On Sunday 4th September I ran the Wetherby 10k. This was my second 10k, following on from the York 10k that I had run the month previously. I finished in 37:31 (official time) coming in 19th place out of 694 participants.

More information about the race can be found here, and the full results can be found here.


Once again, this was a spur of the moment decision. My marathon training plan stated that I needed to run 3 tune up races yet I had only at this point run 1 (the York 10k). Given that a number of my training sessions had been faster than they 'should' have been I decided that 1 more 10k would suffice.

I moved a few things around such that the day before was a 5 mile recovery run, but otherwise I did not taper for the race.

As far as training goes, as alluded to above, I had been religiously following Pfitzinger's 18/70 training routine.
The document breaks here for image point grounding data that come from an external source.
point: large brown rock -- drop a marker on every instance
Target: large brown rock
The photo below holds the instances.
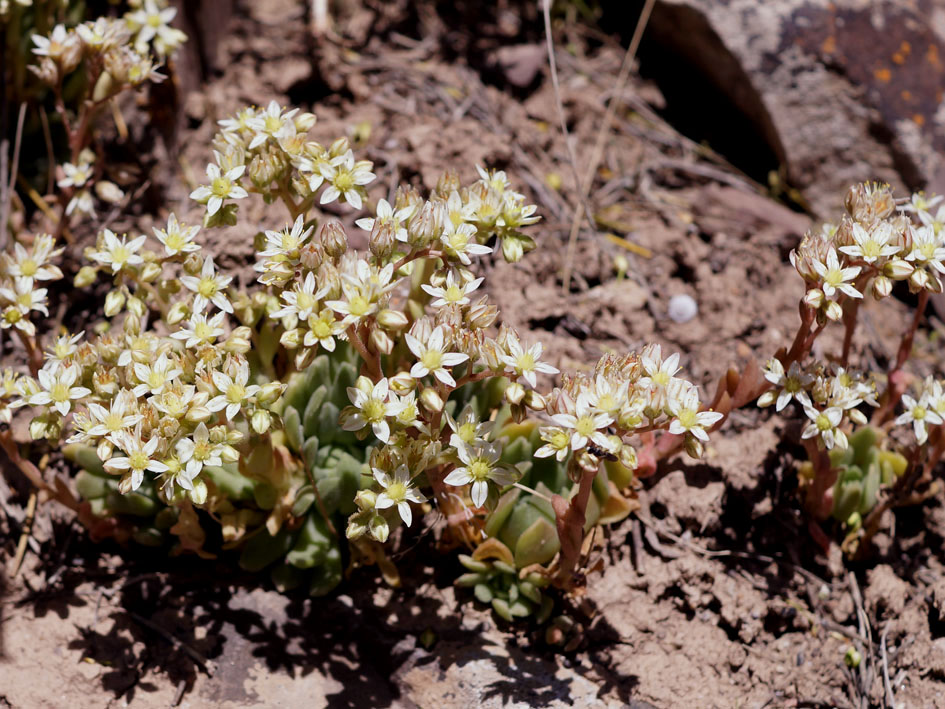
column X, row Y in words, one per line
column 841, row 91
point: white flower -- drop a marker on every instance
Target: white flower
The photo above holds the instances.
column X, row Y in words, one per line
column 209, row 287
column 920, row 414
column 271, row 123
column 585, row 424
column 233, row 390
column 460, row 242
column 480, row 467
column 397, row 491
column 557, row 443
column 139, row 456
column 118, row 253
column 836, row 278
column 793, row 384
column 200, row 331
column 301, row 300
column 372, row 410
column 196, row 452
column 688, row 418
column 824, row 424
column 120, row 416
column 222, row 186
column 75, row 175
column 468, row 429
column 525, row 363
column 451, row 293
column 57, row 387
column 154, row 376
column 322, row 330
column 177, row 238
column 386, row 215
column 345, row 177
column 871, row 245
column 431, row 357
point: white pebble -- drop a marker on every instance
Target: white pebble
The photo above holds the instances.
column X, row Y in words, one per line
column 682, row 308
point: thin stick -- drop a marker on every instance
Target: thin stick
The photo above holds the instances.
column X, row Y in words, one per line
column 203, row 662
column 585, row 187
column 890, row 696
column 9, row 183
column 582, row 207
column 27, row 529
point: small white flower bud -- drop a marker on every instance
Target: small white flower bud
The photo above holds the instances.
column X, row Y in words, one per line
column 114, row 302
column 85, row 277
column 261, row 420
column 392, row 319
column 431, row 400
column 514, row 393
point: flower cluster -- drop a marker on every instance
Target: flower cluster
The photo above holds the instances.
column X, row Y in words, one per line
column 871, row 248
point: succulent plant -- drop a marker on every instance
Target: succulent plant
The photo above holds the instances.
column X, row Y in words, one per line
column 863, row 468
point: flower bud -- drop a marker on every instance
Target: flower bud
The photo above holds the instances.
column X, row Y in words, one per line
column 150, row 272
column 382, row 341
column 814, row 298
column 136, row 306
column 767, row 399
column 534, row 401
column 381, row 242
column 177, row 313
column 512, row 249
column 198, row 414
column 270, row 393
column 882, row 287
column 239, row 341
column 514, row 393
column 898, row 269
column 291, row 339
column 199, row 494
column 366, row 499
column 379, row 528
column 304, row 122
column 261, row 420
column 333, row 238
column 919, row 279
column 392, row 319
column 431, row 400
column 833, row 311
column 402, row 383
column 108, row 192
column 85, row 277
column 114, row 302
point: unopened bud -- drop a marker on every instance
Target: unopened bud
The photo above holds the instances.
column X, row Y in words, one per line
column 833, row 311
column 379, row 528
column 261, row 420
column 270, row 393
column 114, row 302
column 431, row 400
column 85, row 277
column 814, row 298
column 382, row 341
column 150, row 272
column 333, row 238
column 514, row 393
column 366, row 499
column 402, row 383
column 291, row 339
column 882, row 287
column 392, row 319
column 177, row 313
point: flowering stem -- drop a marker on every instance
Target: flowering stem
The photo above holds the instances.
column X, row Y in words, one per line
column 897, row 378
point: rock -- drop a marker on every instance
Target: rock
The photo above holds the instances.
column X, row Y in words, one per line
column 841, row 91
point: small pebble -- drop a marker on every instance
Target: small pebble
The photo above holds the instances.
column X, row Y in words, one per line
column 682, row 308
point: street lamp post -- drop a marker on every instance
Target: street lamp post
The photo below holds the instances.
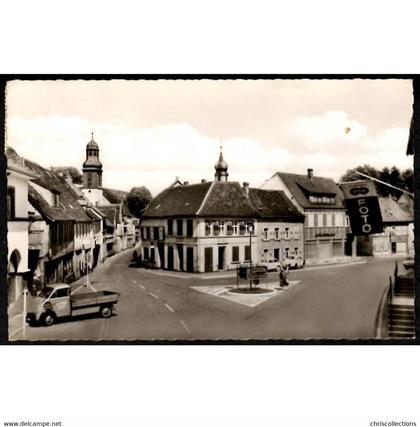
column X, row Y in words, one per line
column 250, row 229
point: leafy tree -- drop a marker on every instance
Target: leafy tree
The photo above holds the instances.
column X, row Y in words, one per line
column 73, row 172
column 137, row 200
column 393, row 176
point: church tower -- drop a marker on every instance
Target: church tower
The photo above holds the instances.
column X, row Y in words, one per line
column 92, row 167
column 92, row 174
column 221, row 168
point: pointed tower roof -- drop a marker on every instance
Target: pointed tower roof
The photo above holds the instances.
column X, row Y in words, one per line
column 92, row 144
column 221, row 166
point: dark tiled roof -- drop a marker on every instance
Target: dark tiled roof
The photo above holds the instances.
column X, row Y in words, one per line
column 227, row 199
column 114, row 196
column 210, row 199
column 112, row 213
column 274, row 204
column 69, row 207
column 301, row 186
column 177, row 201
column 392, row 212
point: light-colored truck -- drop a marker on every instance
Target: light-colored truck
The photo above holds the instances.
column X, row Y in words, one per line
column 57, row 301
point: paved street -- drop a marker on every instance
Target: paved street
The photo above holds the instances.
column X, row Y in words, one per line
column 325, row 302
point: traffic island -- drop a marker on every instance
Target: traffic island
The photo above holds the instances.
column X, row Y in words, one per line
column 249, row 291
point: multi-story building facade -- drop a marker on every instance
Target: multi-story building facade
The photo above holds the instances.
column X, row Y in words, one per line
column 280, row 226
column 18, row 177
column 397, row 237
column 211, row 226
column 321, row 201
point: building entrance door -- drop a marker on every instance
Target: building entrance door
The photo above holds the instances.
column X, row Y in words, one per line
column 208, row 260
column 181, row 257
column 221, row 258
column 161, row 251
column 170, row 257
column 190, row 260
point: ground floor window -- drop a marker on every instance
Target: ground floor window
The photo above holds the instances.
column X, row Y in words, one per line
column 247, row 253
column 235, row 253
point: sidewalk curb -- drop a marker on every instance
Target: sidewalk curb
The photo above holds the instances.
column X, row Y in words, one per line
column 232, row 273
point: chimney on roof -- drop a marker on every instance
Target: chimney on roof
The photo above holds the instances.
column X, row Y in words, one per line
column 310, row 173
column 67, row 178
column 245, row 186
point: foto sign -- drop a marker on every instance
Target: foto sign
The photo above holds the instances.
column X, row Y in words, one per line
column 363, row 207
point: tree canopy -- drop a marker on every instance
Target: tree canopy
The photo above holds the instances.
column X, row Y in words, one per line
column 394, row 176
column 137, row 200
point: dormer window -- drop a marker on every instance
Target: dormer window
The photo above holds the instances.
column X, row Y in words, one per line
column 56, row 199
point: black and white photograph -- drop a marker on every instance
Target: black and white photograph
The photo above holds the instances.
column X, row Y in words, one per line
column 210, row 209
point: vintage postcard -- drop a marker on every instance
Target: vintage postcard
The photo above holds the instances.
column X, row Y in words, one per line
column 212, row 209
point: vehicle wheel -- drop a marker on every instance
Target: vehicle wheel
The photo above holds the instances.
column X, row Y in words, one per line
column 49, row 318
column 106, row 312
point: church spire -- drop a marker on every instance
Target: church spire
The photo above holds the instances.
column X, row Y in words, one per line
column 92, row 167
column 221, row 166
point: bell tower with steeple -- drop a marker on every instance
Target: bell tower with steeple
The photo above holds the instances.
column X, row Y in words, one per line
column 221, row 167
column 92, row 174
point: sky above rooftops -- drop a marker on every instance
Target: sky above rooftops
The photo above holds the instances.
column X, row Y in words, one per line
column 149, row 132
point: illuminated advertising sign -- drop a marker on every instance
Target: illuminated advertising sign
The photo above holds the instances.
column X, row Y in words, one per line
column 363, row 208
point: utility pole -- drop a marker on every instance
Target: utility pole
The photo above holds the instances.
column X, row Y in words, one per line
column 25, row 293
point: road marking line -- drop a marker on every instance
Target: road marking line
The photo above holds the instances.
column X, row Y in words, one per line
column 169, row 308
column 185, row 326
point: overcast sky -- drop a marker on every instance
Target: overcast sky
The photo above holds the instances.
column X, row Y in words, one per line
column 149, row 132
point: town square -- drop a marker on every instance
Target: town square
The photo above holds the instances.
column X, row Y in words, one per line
column 239, row 248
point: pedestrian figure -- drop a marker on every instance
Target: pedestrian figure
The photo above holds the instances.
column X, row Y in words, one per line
column 283, row 272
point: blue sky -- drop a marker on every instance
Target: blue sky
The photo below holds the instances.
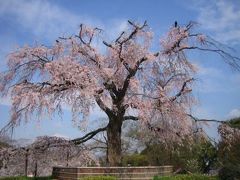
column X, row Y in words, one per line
column 217, row 86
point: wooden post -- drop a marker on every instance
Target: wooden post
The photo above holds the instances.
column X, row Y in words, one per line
column 26, row 162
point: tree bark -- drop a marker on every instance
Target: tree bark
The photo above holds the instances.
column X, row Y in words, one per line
column 114, row 150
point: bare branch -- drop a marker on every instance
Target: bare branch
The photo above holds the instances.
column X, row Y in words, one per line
column 88, row 136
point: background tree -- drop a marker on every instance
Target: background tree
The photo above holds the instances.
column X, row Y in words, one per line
column 39, row 157
column 229, row 149
column 127, row 80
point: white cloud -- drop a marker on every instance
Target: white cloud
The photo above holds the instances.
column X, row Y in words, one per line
column 44, row 19
column 234, row 113
column 221, row 18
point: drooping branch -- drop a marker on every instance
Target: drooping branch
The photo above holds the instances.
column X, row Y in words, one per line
column 206, row 120
column 134, row 118
column 183, row 89
column 88, row 136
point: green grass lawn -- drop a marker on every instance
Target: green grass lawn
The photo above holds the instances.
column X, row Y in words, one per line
column 177, row 177
column 186, row 177
column 26, row 178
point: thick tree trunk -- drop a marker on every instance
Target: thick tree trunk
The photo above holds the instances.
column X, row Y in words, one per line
column 114, row 150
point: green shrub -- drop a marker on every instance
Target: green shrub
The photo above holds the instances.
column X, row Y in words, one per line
column 186, row 177
column 229, row 172
column 99, row 178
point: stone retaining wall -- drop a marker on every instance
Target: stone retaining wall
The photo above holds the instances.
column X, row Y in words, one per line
column 123, row 173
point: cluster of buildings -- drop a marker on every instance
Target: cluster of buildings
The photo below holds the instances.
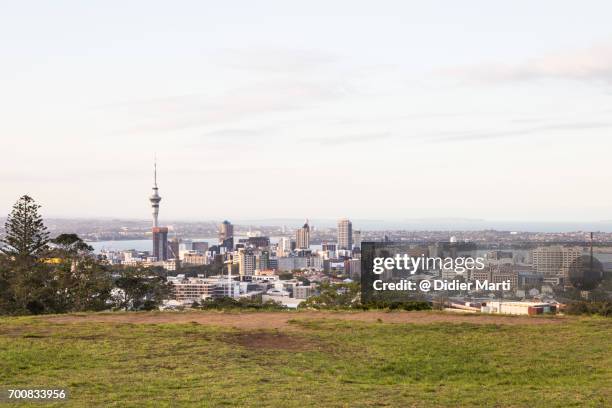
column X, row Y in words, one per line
column 251, row 266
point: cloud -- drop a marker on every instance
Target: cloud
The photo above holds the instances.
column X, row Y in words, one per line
column 587, row 64
column 349, row 139
column 504, row 134
column 271, row 96
column 276, row 60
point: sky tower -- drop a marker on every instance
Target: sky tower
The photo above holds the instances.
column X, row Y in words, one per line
column 155, row 198
column 160, row 234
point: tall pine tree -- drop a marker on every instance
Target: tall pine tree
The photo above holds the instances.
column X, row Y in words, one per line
column 26, row 235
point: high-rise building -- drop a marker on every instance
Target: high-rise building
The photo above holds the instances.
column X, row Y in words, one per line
column 160, row 243
column 226, row 231
column 345, row 234
column 246, row 262
column 554, row 262
column 357, row 239
column 302, row 236
column 160, row 234
column 174, row 248
column 283, row 247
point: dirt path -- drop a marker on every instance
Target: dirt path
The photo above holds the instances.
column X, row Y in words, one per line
column 277, row 320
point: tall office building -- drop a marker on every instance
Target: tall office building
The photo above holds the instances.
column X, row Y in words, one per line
column 160, row 234
column 345, row 234
column 226, row 234
column 554, row 262
column 302, row 237
column 160, row 243
column 283, row 247
column 173, row 247
column 246, row 261
column 357, row 239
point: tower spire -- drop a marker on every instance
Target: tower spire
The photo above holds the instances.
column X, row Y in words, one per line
column 155, row 172
column 155, row 198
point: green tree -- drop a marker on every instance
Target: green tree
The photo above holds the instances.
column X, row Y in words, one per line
column 83, row 283
column 339, row 295
column 139, row 289
column 26, row 236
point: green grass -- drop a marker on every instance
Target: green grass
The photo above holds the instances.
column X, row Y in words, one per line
column 314, row 363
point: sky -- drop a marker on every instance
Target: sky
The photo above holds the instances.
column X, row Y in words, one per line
column 319, row 109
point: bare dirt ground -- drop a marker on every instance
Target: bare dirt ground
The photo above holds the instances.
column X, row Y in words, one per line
column 278, row 320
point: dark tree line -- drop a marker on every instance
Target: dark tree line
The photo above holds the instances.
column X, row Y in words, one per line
column 43, row 275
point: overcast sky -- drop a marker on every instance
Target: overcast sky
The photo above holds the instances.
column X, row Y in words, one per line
column 320, row 109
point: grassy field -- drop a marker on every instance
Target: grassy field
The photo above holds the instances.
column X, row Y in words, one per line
column 312, row 362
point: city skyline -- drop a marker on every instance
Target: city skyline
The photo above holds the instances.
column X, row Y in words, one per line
column 414, row 111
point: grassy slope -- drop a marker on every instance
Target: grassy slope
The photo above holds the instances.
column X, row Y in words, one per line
column 317, row 363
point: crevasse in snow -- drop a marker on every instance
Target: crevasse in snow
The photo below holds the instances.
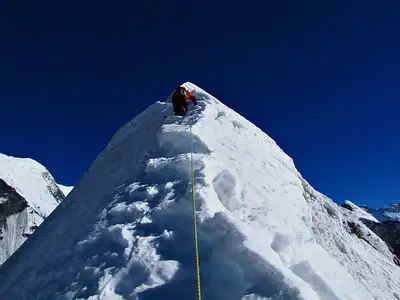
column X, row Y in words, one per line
column 126, row 232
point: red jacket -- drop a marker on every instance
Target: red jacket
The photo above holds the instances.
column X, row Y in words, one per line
column 183, row 96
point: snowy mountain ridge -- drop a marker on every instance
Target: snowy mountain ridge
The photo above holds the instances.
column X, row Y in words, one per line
column 126, row 232
column 65, row 189
column 28, row 194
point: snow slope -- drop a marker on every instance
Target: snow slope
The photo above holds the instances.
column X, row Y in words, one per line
column 28, row 194
column 65, row 189
column 359, row 212
column 264, row 232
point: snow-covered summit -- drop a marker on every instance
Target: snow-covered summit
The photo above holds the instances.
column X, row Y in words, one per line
column 65, row 189
column 28, row 194
column 126, row 232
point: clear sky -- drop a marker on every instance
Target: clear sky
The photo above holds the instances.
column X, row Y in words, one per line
column 321, row 79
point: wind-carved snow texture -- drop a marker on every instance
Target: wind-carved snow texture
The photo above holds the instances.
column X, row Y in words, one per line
column 126, row 231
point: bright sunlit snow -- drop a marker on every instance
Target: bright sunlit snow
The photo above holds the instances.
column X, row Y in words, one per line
column 65, row 189
column 32, row 183
column 126, row 232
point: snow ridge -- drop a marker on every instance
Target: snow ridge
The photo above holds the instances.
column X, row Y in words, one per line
column 28, row 194
column 264, row 232
column 65, row 189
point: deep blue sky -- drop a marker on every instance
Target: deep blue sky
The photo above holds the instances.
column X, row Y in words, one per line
column 321, row 79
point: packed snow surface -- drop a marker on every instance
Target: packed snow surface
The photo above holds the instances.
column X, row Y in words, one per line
column 65, row 189
column 32, row 181
column 361, row 213
column 36, row 188
column 126, row 232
I was coming to the end of my 16th week of training.

Travel and accommodation

I had intentionally chosen to run this race (as opposed to the Middlesborough 10k because of its proximity.

The race wasn't your standard morning run (it kicked off at 2pm) so it was simply a case of driving the 30 minutes or so to get there.

Due to the later starting time, sleep wasn't really in issue.

Warm up

Having arrived at the race course early I figured that I would do a brief warm up about an hour prior to the race. I slowly ran approximately 1.6 miles.. I didn't want to overdo it.


Being a smaller race there were no pacers and as such I was going to have to pace myself. Knowing how hard the York 10k had been I realised that it was imperative that I paced an even race. York did give me an idea of what I was capable of so I went out intending to do even splits aiming for a 38 minute race (6:07 minute miles).

Miles 1 - 3

I set off and quickly got into things. I explicitly made sure not to go out way too fast (as usual). It immediately became apparent that this wasn't a simple road race when we went onto a bridleway. Running through mud (it was a little damp) and uneven ground was a little annoying, but manageable. I took note of people around me, and for the most part we stuck together (inadvertently) for the race.

Miles 3 - 6.2

I remember crossing the 5k mark and seeing 17 minutes something on the clock. I was too tired to take note of the seconds, but given that my 5k PB is 19:14 (I havn't run one in a while), I was shocked.

Whilst not at all comfortable I didn't think I was going to die until the final mile, mile and a half. It was certainly better than my York experience.

I had been running with another guy (who I later found out was called Charles) for the whole race. We were back and forth as to who was in front. I think subconciously he helped pace me all the way. He was super encouraging in the last miles and pushed me to get to the end. I am very grateful to Charles. (He beat me in the end by a few seconds.. but he deserved it).


This race was a bit make or break for me (confidence wise) as we head towards the Berlin marathon. Fortunately I did well and it was all positive.

I beat my 10k PR which is fantastic.

I am still of the view that the 10k is not the race for me. You get to 5k and just want the pain to end. I firmly believe that I am a distance runner and that I get better the further I run.

As far as the event goes, it was an extremely well organised event. There were lots of families, and was a generally fun and inclusive atmosphere. Rather than get a medal each finisher got a mug. It was quirky, and a bit different.

The only downside for me was that at the end the only recovery sustenance was a third of a banana and a bottle of water. I really could have done with something more conducive to recovery.

Overall another great race that I'd certainly recommend to others.